Keywords

1 Introduction

Speech databases are an indispensable part of speech research. Their structure and technical characteristics depend on specific tasks and on the aims of the investigation for which the data are collected. One of the important areas of speech studies is the detection of the speakers emotional state in voice and speech. Emotions play an important role in communication, being one of the major factors of human behavior and indicative of a person’s mental states.

For the study of emotional speech, it is necessary to use special corpora. There are very few child emotional speech databases available for child speech research community. For example, such corpora exist for English, German, Italian, and Swedish [1] pre-school and school children. There is also a child speech database containing a large vocabulary rated on emotional valence (positive, neutral, and negative) by French children, differing in both age (5–9 years old) and sex (girls and boys) [13]. However, there are no databases containing emotional child speech material produced by Russian children.

For the Russian language studies, we created the corpus called “INFANTRU”, which is the first database containing vocalizations of infants and children for a Slavic language [7]. The database contains 2967 recordings (70 h) of 99 children aged between 3 to 36 months. For 76 children, the corpus contains the longitudinal vocalization data from 3 to 36 months. A second corpus, called “CHILDRU”, stores speech material for 4 to 7 year old Russian children. This database holds 28079 recordings (20 h in total) of 150 Russian children: 142 children growing in families and 8 orphans, growing in a child care facility [7].

Creation of a corpus of child emotional speech is more difficult than the construction of corpora of emotional speech of adults. In the case of adults, actors are often involved to portray the necessary emotional conditions [5], or records of patients from a psychiatry clinic are used. Such approaches cannot be used for children. It is necessary to model communicative tasks in which the child is not conscious of being recorded to produce veridical emotional reactions. The creation of the corpus should be based on a verified and clear method of obtaining spontaneous speech manifestations of certain emotional reactions. By nature, collection of child emotional speech data is ‘in the wild’.
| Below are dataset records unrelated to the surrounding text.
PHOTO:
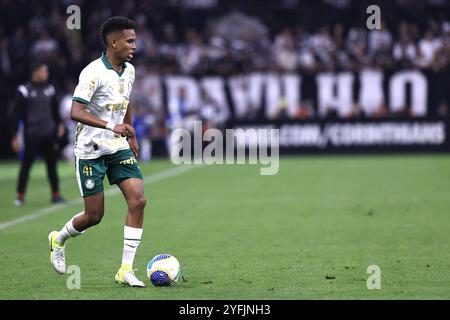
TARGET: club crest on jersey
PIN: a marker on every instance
(89, 184)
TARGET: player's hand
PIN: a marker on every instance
(134, 146)
(125, 130)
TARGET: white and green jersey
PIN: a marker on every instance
(106, 94)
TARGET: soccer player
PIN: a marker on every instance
(106, 143)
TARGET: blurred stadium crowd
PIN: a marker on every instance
(213, 37)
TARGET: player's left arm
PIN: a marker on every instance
(132, 141)
(56, 116)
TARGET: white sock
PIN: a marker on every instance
(131, 240)
(68, 231)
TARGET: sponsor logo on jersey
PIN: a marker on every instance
(89, 184)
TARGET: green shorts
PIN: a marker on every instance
(117, 166)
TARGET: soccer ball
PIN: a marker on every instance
(164, 270)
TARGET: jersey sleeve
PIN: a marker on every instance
(87, 85)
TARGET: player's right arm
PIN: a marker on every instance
(78, 113)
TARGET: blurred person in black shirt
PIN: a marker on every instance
(36, 105)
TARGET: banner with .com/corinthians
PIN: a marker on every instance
(352, 136)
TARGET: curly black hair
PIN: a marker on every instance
(114, 24)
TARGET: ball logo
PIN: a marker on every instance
(89, 183)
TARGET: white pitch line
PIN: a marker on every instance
(110, 192)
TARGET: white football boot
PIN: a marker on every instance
(125, 276)
(57, 257)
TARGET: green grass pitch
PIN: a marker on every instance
(309, 232)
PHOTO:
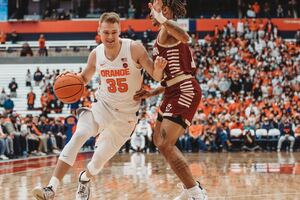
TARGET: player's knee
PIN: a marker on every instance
(80, 135)
(162, 143)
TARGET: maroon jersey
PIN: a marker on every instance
(179, 59)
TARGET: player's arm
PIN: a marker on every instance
(170, 27)
(144, 94)
(140, 55)
(90, 69)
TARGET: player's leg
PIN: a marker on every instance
(110, 141)
(86, 127)
(165, 139)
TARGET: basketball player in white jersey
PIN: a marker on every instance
(118, 61)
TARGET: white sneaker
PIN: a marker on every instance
(83, 190)
(55, 151)
(203, 195)
(45, 193)
(3, 157)
(183, 195)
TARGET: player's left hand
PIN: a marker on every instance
(141, 94)
(160, 63)
(156, 5)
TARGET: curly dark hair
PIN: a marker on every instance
(177, 7)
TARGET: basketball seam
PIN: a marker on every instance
(81, 90)
(67, 86)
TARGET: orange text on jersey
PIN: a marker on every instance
(115, 72)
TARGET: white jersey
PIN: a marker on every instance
(119, 79)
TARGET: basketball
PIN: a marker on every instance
(68, 88)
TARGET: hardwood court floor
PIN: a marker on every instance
(236, 176)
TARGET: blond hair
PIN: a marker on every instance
(110, 17)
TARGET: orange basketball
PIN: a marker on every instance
(69, 88)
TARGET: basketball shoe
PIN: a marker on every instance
(45, 193)
(184, 195)
(83, 190)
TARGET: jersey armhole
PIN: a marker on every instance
(137, 65)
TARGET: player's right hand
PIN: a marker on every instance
(141, 94)
(160, 63)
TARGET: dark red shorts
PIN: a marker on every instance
(181, 100)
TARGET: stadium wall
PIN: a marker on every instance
(86, 29)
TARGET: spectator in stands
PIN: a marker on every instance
(267, 10)
(98, 38)
(131, 12)
(13, 86)
(249, 141)
(209, 136)
(42, 46)
(26, 50)
(286, 133)
(2, 142)
(256, 9)
(8, 105)
(292, 9)
(223, 134)
(9, 148)
(250, 12)
(196, 131)
(38, 76)
(2, 37)
(14, 37)
(3, 97)
(130, 33)
(30, 99)
(37, 129)
(297, 37)
(28, 78)
(279, 11)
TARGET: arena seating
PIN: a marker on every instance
(19, 72)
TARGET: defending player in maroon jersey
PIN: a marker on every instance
(182, 92)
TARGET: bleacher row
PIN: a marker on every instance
(52, 44)
(19, 72)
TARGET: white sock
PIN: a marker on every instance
(195, 191)
(54, 183)
(83, 177)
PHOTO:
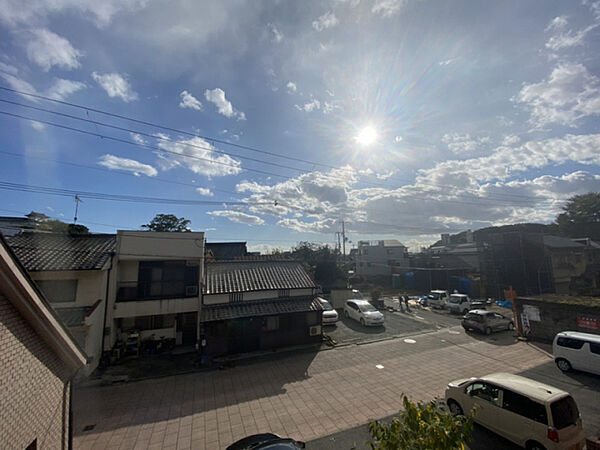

It is well known that acoustic and linguistic characteristics of child speech are widely different from those of adult speech. The child speech is characterized by a higher pitch value, formant frequencies and specific indistinct articulation with respect to the adult speech. It was recently shown that adult Russians could recognize 60 % to 100 % of 4–5 years old children’s words and phrases during calm, spontaneous speech, and the amount of words recognized by adult native speakers does not increase much for children’s speech from 4–5 to 7 years [4]. It is obvious that analysis of child speech must be separately investigated. The contributions of our current work are: 1) the collection of emotional speech material for 3–7 year old children in the form of a corpus and 2) a preliminary analysis of these data for studies of emotion development.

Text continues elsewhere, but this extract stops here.